Monday, April 29, 2013

Talk on LOCKSS Metadata Extraction at IIPC 2013

I gave a brief introduction to the way the LOCKSS daemon extracts metadata from the content it collects at the 2013 IIPC General Assembly. Below the fold is an edited text with links to the sources.



As I mentioned in an earlier talk at this meeting, the original design of the way the LOCKSS system disseminated its content (PDF) was totally transparent to the end user. This turned out not to be a good idea for a number of reasons, the chief being that it was very difficult to get people to pay for a system that didn't deliver any visible value. So we had to augment the original design, which acted as a Web proxy, with a Wayback Machine-like ability to serve the content at a URI that pointed to the LOCKSS box rather than to the original publisher.
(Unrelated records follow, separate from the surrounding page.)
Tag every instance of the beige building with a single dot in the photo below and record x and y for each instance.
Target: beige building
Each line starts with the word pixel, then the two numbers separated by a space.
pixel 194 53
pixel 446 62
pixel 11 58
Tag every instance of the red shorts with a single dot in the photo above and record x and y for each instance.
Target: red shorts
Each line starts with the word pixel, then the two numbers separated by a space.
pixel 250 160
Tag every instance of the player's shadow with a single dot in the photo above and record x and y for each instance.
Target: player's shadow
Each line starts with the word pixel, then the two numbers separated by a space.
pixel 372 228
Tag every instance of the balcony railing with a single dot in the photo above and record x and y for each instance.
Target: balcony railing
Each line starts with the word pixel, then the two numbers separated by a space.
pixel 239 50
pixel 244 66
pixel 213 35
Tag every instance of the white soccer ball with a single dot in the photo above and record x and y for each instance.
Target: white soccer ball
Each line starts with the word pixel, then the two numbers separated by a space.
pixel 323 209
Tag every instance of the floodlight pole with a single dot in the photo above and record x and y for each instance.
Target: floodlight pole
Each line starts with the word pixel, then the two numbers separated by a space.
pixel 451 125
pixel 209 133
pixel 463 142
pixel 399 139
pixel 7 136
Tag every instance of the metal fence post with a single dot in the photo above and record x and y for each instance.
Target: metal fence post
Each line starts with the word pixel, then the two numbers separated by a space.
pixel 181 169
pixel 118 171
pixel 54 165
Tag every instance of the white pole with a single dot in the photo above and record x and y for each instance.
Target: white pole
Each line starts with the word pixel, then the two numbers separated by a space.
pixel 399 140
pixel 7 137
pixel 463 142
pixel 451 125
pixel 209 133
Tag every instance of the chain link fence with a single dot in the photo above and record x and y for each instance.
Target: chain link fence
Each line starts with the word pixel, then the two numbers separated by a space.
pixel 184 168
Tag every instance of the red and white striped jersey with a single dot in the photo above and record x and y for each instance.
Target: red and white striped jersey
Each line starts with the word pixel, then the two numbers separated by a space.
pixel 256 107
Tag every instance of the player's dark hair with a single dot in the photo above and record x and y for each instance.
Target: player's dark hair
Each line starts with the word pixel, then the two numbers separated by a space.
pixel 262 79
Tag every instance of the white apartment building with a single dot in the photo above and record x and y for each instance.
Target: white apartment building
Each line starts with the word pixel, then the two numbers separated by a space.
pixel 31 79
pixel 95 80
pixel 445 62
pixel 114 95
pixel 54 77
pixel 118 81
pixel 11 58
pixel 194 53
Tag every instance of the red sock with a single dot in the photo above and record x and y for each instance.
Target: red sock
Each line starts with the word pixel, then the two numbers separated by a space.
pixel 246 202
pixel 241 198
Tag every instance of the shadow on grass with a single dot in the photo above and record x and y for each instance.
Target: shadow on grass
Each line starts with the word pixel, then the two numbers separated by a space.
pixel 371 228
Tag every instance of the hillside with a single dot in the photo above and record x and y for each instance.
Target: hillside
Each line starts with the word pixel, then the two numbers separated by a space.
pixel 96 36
Now the problem was that no-one knew the content was in the LOCKSS box. So we had to work with the libraries' normal ways of finding e-journal articles and e-books (PDF), which were DOIs and OpenURL resolvers.  This sounds easy, but it isn't.  LOCKSS boxes crawl the e-journal and e-book web sites, so they end up with a pile of URIs. This process is controlled by a parameterized, site-specific plugin encapsulating everything the daemon needs to know to crawl it. We use plugin parameters to organize the pile of URIs into what we call AUs, Archival Units, which typically represent a volume of a journal. But the DOIs and OpenURLs need to resolve to articles, not to the volume or the issue.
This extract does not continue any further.